October 19, 2025
Japan's Liberal Democratic Party and the Japan Innovation Party have broadly agreed to form a coalition government, setting the stage for the country's first female prime minister, Kyodo news agency reported on Sunday.
Sanae Takaichi, leader of the conservative LDP, and Hirofumi Yoshimura, head of the smaller right-leaning group known as Ishin, are set to sign an agreement sealing their alliance on Monday, Kyodo said.
Calls to the LDP and Ishin headquarters to seek comment went unanswered outside business hours.
Ishin's co-head, Fumitake Fujita, raised expectations for a deal on Friday, saying the two parties had made "big progress" in coalition talks.
Ishin lawmakers will vote for Takaichi in an election to choose the prime minister in parliament on Tuesday, but the party does not plan to send ministers to Takaichi's cabinet, at least initially, Kyodo said.
That would fall short of the full-fledged alliance the LDP maintained with the Komeito party until the junior partner quit the coalition this month, raising concern over the stability of the forthcoming government.

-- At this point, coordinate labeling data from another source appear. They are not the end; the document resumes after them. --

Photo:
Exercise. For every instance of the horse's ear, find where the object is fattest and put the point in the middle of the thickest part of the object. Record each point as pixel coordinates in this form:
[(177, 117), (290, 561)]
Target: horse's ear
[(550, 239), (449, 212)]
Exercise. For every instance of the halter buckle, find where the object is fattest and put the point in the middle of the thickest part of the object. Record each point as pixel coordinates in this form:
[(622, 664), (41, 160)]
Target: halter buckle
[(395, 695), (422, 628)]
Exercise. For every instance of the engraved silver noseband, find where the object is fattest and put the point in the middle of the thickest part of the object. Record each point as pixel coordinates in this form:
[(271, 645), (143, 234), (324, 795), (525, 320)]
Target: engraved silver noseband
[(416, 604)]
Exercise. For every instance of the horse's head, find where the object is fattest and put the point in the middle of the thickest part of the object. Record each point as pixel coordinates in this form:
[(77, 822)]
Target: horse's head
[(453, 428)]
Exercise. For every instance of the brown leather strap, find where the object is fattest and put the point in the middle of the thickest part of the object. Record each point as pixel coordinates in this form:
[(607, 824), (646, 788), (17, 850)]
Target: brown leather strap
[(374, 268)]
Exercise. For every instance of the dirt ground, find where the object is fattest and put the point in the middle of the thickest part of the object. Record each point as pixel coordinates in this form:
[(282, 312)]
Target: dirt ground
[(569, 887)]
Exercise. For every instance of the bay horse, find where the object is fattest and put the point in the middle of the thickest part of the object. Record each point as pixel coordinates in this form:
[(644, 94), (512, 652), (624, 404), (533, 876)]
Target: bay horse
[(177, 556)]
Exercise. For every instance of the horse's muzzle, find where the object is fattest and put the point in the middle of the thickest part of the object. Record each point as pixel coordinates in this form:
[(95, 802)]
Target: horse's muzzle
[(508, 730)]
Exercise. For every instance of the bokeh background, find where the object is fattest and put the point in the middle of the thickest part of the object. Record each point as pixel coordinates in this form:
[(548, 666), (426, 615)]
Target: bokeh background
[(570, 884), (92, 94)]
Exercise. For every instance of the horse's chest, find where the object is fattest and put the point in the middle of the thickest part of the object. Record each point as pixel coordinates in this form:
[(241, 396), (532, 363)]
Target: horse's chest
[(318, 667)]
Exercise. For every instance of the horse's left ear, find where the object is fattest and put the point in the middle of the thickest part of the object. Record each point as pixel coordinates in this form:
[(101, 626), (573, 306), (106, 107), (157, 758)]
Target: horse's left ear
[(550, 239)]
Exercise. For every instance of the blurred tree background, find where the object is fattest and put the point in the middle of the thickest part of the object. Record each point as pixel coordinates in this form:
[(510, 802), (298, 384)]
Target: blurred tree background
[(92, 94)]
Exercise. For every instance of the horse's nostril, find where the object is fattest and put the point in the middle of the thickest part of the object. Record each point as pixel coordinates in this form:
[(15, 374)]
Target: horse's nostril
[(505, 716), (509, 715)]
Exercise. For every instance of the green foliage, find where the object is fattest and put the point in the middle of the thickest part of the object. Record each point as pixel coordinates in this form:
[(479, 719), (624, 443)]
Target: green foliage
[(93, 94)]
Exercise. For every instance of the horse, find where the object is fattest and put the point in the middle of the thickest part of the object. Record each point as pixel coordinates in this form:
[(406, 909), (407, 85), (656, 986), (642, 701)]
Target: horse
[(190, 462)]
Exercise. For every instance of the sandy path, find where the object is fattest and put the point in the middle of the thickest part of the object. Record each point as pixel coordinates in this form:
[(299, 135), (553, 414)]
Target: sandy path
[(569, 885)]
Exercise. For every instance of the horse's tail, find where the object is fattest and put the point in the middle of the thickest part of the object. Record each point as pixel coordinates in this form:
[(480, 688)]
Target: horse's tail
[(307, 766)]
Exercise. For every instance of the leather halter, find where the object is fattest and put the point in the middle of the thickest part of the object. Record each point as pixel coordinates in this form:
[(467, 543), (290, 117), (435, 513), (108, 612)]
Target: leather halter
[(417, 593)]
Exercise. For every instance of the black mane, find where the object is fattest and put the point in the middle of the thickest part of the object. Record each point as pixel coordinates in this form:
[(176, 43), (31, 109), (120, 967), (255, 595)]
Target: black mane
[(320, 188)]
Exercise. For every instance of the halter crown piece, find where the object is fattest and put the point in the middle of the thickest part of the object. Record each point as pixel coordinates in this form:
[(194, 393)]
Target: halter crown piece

Ishin's Fujita told reporters on Sunday evening that negotiations were in the final stages and his fellow lawmakers entrusted Yoshimura and him to make a final decision on the matter for the party.
He said their decision will be announced on Monday, but declined to go into details.
"I don't know how the picture we will paint tomorrow will be evaluated, but I think we are heading into tomorrow while the relationship of trust is deepening substantially, and I believe that's what the other party is thinking," Fujita said.
Takaichi's path to succeed Prime Minister Shigeru Ishiba had seemed all but certain after she won the presidency of the long-ruling LDP early this month. But then Komeito quit the 26-year coalition with the LDP, setting off a flurry of negotiations with rival parties to select the next premier.
In an effort to get Ishin on board, the LDP offered to keep working towards banning donations from companies and other organisations and exempting food items from Japan's sales tax, Kyodo said.
Ishin has proposed eliminating the tax on food items for two years.
Takaichi, a fiscal dove, has called for higher spending and tax cuts to cushion consumers from rising inflation and has criticised the Bank of Japan's decision to raise interest rates.
She favours revising Japan's pacifist postwar constitution to recognise the role of its expanding military.
Takaichi is a regular visitor to the Yasukuni shrine honouring Japan's war dead, including some executed war criminals, and is viewed by some Asian neighbours as a symbol of the nation's past militarism.